2. The Ld. CIT(A) has erred in holding that the assessee was not holding any capital asset, ignoring the fact that the share of the assessee in the total FSI available to the CHS is the capital asset held by the assessee.
3. The ld. CIT(A) erred in holding that the capital asset has not been sold exchanged or relinquished, ignoring the fact the assessee’s share in the total FSI available to the CHS has been sold to the developer i.e. New India Construction Co. and the consideration of Rs. 5,87,565/- is towards the sale of this capital asset.
4. For these and other reasons that may be urged at the time of hearing, it is requested that the order of the CIT(A) be quashed and that the AO restored.”

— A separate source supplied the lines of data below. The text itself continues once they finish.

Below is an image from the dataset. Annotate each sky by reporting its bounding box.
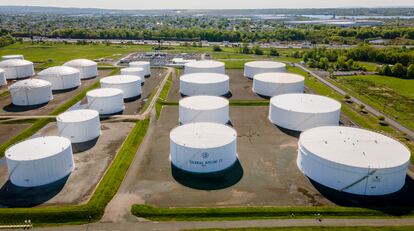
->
[0,0,413,9]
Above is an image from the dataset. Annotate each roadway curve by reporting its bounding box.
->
[296,63,414,140]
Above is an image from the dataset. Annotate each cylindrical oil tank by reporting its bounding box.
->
[129,61,151,77]
[63,59,98,79]
[179,96,229,124]
[57,109,101,143]
[297,126,411,195]
[269,93,341,132]
[2,55,24,61]
[184,60,225,74]
[100,75,142,99]
[120,67,145,83]
[244,61,286,79]
[253,72,304,97]
[37,66,81,91]
[170,122,238,173]
[5,136,74,187]
[0,59,35,80]
[0,68,6,86]
[180,73,229,96]
[9,79,53,106]
[86,88,124,115]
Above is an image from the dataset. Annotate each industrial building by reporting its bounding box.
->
[0,59,35,80]
[120,67,146,83]
[86,88,124,114]
[57,109,101,144]
[2,55,24,61]
[297,126,410,195]
[180,73,229,96]
[179,96,229,124]
[252,72,304,97]
[170,122,238,173]
[5,136,74,187]
[129,61,151,77]
[100,75,142,99]
[9,79,53,106]
[37,66,81,91]
[244,61,286,79]
[0,68,6,86]
[184,60,225,74]
[269,93,341,131]
[63,59,98,79]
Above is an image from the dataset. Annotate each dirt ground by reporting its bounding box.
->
[0,123,31,145]
[167,69,265,101]
[0,121,134,207]
[121,106,334,207]
[0,69,113,116]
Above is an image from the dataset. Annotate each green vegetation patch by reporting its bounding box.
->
[131,204,414,221]
[335,75,414,130]
[155,71,174,118]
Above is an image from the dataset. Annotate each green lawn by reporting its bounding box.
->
[335,74,414,130]
[356,61,379,72]
[0,42,153,68]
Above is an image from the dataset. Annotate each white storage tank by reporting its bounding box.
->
[269,93,341,132]
[9,79,53,106]
[244,61,286,79]
[0,59,35,80]
[63,59,98,79]
[179,96,229,124]
[184,60,225,74]
[100,75,142,99]
[120,67,145,83]
[0,68,6,86]
[180,73,229,96]
[86,88,124,115]
[2,55,24,60]
[37,66,81,91]
[253,72,305,97]
[57,109,101,144]
[170,122,238,173]
[297,126,411,196]
[5,136,74,187]
[129,61,151,77]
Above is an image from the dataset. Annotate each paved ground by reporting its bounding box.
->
[0,123,30,145]
[0,69,113,116]
[0,121,134,207]
[103,106,333,219]
[33,218,414,231]
[167,69,264,101]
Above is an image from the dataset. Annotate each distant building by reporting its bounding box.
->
[286,19,384,27]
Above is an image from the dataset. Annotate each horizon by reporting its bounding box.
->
[0,0,414,10]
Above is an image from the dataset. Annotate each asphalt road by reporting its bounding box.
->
[296,63,414,140]
[33,218,414,231]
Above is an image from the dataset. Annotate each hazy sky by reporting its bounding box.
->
[0,0,413,9]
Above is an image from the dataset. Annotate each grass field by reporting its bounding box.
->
[0,42,153,68]
[335,74,414,130]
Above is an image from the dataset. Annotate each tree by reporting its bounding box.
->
[239,43,250,54]
[269,47,279,56]
[212,45,222,52]
[252,45,263,55]
[336,56,348,70]
[318,57,329,70]
[380,65,392,76]
[391,63,406,77]
[406,64,414,79]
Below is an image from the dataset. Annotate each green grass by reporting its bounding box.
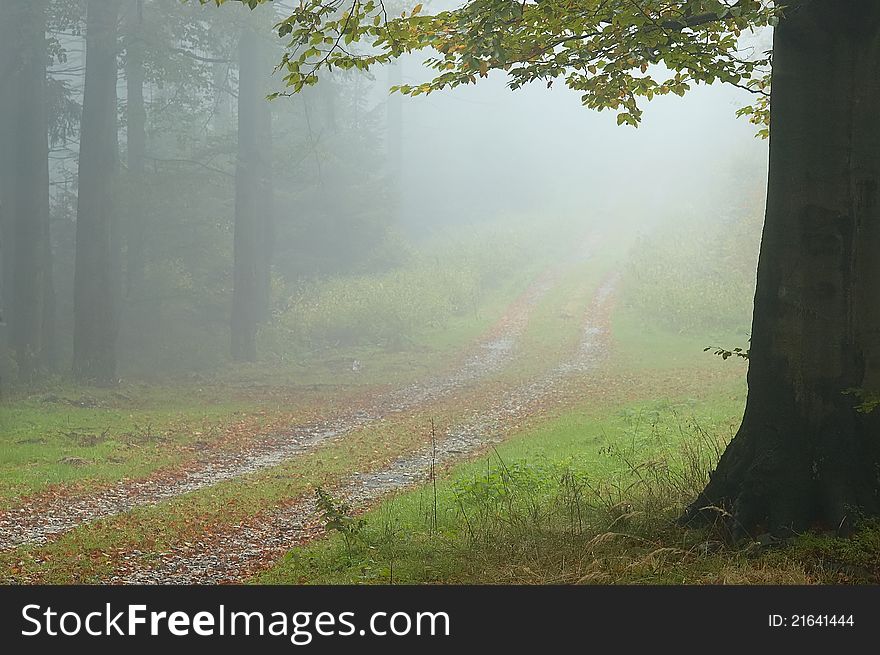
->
[0,214,587,502]
[244,268,548,390]
[619,211,761,338]
[610,305,746,372]
[251,213,870,586]
[244,220,764,585]
[0,265,534,508]
[13,212,840,587]
[0,386,269,506]
[254,386,750,585]
[260,217,583,363]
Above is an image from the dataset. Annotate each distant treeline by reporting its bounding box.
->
[0,0,396,385]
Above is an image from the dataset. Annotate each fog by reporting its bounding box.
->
[0,0,769,384]
[391,55,767,233]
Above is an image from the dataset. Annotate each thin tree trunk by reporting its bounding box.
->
[231,20,273,361]
[40,212,56,372]
[125,0,147,298]
[0,0,51,381]
[684,0,880,537]
[73,0,120,384]
[0,2,11,356]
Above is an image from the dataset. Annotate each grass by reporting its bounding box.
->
[255,384,880,585]
[0,219,610,583]
[619,210,761,338]
[260,217,582,364]
[243,268,545,390]
[254,389,755,585]
[0,215,604,509]
[0,385,274,507]
[502,252,618,382]
[610,305,745,373]
[0,241,716,584]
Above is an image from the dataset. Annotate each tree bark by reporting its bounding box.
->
[73,0,120,384]
[0,0,52,381]
[230,20,273,361]
[684,0,880,537]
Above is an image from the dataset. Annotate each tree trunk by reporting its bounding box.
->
[0,3,11,360]
[684,0,880,537]
[73,0,120,384]
[230,21,273,361]
[124,0,147,299]
[0,0,51,381]
[40,211,56,372]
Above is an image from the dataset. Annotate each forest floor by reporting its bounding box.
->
[2,233,877,584]
[0,233,607,581]
[0,265,562,552]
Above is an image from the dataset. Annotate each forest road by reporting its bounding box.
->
[108,270,619,583]
[0,236,600,552]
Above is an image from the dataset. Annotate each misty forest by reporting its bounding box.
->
[1,0,879,585]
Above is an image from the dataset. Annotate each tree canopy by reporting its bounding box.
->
[213,0,776,129]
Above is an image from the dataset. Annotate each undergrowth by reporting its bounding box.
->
[262,218,577,354]
[260,405,880,585]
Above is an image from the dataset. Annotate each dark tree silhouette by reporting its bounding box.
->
[684,1,880,536]
[73,0,120,384]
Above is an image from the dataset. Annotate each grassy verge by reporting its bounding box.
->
[254,387,754,584]
[0,386,286,508]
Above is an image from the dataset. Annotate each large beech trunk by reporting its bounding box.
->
[684,0,880,537]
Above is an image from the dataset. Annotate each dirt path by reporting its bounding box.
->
[0,257,580,552]
[108,272,618,583]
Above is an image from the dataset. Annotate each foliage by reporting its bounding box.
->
[315,486,367,562]
[704,345,749,360]
[735,70,771,138]
[213,0,776,128]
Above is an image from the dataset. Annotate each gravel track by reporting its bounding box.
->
[110,272,618,584]
[0,267,562,552]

“On carefully considering the facts of the case as well as going through the orders of Hon’ble ITAT particularly in the case of Deepak S. Shah Vs. ITO, Ward 2 0(2) which is found to be a latest decision dated 16/06/2008, wherein on the identical set of facts and circumstances and after thoroughly examining the issue and conditions laid down as per section 45 of the IT Act as well as the definition of capital asset as per section 2(14) of the Act, the Hon’ble ITAT held that the assessee was neither holding any capital asset nor the same has been sold, exchange or relinquish of assets. In other words, there is no transfer of capital asset in accordance with IT Act. We, therefore, are of the considered view that section 45 of the Act is not attracted in the light of the above discussion. We hold that the assessee is not liable to capital gain u/s 45 of the Act”. The Hon’ble ITAT before coming to the above conclusion have also discussed the judgement of Hon’ble Supreme Court in the case of AR Krishnamurthy and found the same to be distinguishable on the facts. By respectfully following the above decision of the Hon’ble Jurisdictional ITAT, which is squarely applicable to the facts of the appellant’s case, I also hold that the provisions of section 45 of the Act is not applicable in the case of the appellant and the appellant is not liable for capital gains. The AO is, therefore, directed not to charge capital gains tax on the compensation received by the assessee even on protective basis. This ground is, therefore, allowed in favor of the appellant.”
4. Aggrieved by the order of CIT(A), the revenue is in appeal before us.
5. The learned DR has relied upon the order of AO whereas the learned counsel for the assessee has placed reliance on the order of CIT(A) and canvassed that the issue under consideration is covered by the decision of ITAT, Mumbai in the case of Jethalal D. Mehta Vs. DCIT,  2 SOT 422 (Mum.).
6. We have heard the learned representatives of the parties and perused the record. We find that the issue in dispute is covered by the decision of ITAT in the case of Jethalal Vs. DCIT (supra) wherein the ITAT held that “transferable development rights granted by the Development Control Regulations for Greater Mumbai, 1991, qualifying for equivalent floor space index having no cost of acquisition, sale thereof does not give rise to taxable capital gains”. Since the facts of the case under consideration is identical to that of the decision of the ITAT in the said case, we respectfully follow the same and in the light of that we uphold the order of the CIT(A) in directing the AO not to charge capital gains tax on the compensation received by the assessee even on protective basis. Accordingly, the grounds raised by the revenue on this count is hereby dismissed.
7. In the result, appeal of the revenue is dismissed.
Pronounced in the open court on this day of 29th April, 2011.